Nuestro Padre, Dios y su único Hijo Jesucristo son tan benévolos y comprensivos, que se valen hasta de la más abierta rebelión a su voluntad suprema, para seguir ofreciendo remedio y salud a sus criaturas alocadas por el pecado. Así como del mismo veneno nocivo de la serpiente la industria inteligente de la medicina, sabe extraer el antídoto contra la mordedura mortal.

Pero, si tenemos a mano la solución, sigue todavía el asedio del enemigo, las emboscadas en el camino, ya que seguimos siendo “viatores” (caminantes) y aún no hemos llegado al reposo perfecto de la Patria, dirigiéndonos a los tumbos hacia la meta.

Estos accidentes de ruta pueden desanimarnos, haciéndonos caer en la filosofía simplista del tango: “Si soy así, ¡qué voy a hacer!”

Lo que se “ha de hacer” y aprender es no caer en un desánimo fatalista, sino cultivar el arte de aprovechar nuestras propias faltas. Así como el estiércol sirve de abono para el crecimiento de las plantas. Para lo cual hay maestros insignes, que nos legaron señales útiles para el camino, tortuoso, pero posible.

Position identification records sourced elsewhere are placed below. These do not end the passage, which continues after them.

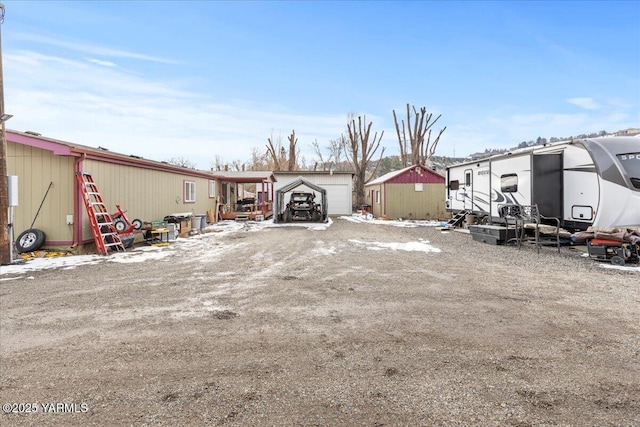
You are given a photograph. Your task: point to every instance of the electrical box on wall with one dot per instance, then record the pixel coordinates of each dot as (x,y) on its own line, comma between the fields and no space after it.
(12,181)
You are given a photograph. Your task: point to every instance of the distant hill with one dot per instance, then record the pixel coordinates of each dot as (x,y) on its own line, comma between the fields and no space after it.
(441,163)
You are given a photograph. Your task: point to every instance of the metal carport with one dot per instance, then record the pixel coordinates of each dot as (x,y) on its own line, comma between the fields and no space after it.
(279,204)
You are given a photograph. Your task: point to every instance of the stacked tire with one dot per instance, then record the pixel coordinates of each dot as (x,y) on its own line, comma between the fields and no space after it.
(30,240)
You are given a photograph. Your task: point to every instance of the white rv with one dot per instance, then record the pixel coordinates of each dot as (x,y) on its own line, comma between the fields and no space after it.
(586,182)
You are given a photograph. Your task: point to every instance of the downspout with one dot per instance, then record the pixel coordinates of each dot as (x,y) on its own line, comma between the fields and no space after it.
(77,202)
(384,198)
(263,201)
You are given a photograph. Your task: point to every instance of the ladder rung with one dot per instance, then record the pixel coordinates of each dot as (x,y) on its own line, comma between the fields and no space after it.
(113,244)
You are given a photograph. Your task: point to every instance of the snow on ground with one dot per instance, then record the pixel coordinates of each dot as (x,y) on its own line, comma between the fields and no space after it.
(396,223)
(605,264)
(224,228)
(419,246)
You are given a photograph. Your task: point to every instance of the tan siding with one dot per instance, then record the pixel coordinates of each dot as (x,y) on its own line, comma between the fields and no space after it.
(35,169)
(147,194)
(404,202)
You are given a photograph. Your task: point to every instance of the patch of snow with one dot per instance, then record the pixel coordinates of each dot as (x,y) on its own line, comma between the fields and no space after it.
(66,262)
(635,269)
(359,218)
(419,246)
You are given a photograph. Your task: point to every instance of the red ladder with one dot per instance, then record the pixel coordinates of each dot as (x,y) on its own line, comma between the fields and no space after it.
(104,231)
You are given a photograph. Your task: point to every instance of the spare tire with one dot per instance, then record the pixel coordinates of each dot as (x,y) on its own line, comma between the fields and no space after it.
(30,240)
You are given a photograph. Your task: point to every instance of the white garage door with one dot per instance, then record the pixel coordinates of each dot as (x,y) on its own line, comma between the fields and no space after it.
(338,198)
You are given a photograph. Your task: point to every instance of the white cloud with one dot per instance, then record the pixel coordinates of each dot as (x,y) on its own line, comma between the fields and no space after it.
(89,48)
(85,102)
(100,62)
(586,103)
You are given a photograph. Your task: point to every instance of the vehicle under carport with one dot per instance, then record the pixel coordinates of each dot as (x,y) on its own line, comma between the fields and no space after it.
(302,206)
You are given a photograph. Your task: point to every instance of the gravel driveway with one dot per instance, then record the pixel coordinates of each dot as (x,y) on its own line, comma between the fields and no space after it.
(359,324)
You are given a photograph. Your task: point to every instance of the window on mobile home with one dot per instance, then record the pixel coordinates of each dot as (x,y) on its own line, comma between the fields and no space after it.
(631,164)
(509,183)
(189,192)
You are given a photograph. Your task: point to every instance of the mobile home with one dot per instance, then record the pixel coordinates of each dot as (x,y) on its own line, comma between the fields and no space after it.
(586,182)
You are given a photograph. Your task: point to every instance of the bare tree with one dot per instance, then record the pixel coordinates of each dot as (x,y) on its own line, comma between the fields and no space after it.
(416,146)
(293,141)
(359,152)
(259,160)
(280,158)
(274,152)
(333,156)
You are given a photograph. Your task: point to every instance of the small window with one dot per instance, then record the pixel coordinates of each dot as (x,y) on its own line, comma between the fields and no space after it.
(509,183)
(189,192)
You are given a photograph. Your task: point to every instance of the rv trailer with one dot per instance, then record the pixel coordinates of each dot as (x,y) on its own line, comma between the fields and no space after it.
(586,182)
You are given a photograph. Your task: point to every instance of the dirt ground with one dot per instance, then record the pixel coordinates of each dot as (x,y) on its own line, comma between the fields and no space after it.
(359,324)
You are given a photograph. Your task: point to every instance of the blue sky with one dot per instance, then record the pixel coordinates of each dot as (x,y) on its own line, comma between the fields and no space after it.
(201,79)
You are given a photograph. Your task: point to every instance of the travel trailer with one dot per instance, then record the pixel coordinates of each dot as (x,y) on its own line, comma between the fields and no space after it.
(585,182)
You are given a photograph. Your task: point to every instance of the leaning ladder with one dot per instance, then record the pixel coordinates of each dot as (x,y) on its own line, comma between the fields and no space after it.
(458,218)
(104,231)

Así, San Pablo vivió profunda y dramáticamente la comprobación del mal y la culpa en carne propia. En la 2 Corintios expone lo que podríamos llamar sus “Confesiones”. Se dirige a algunos, que ponían en duda su autoridad y vocación como apóstol, siendo su defensa llamativa, porque para nada saca a relucir títulos o méritos, que legitimen su enseñanza, sino que tiene la audacia de mostrar sus propios fracasos y de gloriarse de sus debilidades. En 2 Corintios 12, 1-10 se refiere a una “espina en mi carne,”[1] y si bien el hecho lo atormenta, no menos lo considera útil y provechoso, “para no engreírse.”[2] Se trataba, evidentemente de un límite, que lo redimensionaba frente a sí mismo y a los demás; una deficiencia humillante, que hacía de contrapeso a la grandeza de las revelaciones recibidas y tan dura de soportar, que Pablo la tiene por “un ángel de Satanás”, que lo hiere.[3] Con todo, el Apóstol reconoce a este lado negativo una función positiva: la de impedirle que se considere artífice de su propia santidad, o de ser un apóstol, que se anuncia a sí mismo, confiándose demasiado en sus habilidades, presumiendo de lo que ha recibido, como si fuera mérito suyo. Se encuentra, pues, transformando el veneno en remedio.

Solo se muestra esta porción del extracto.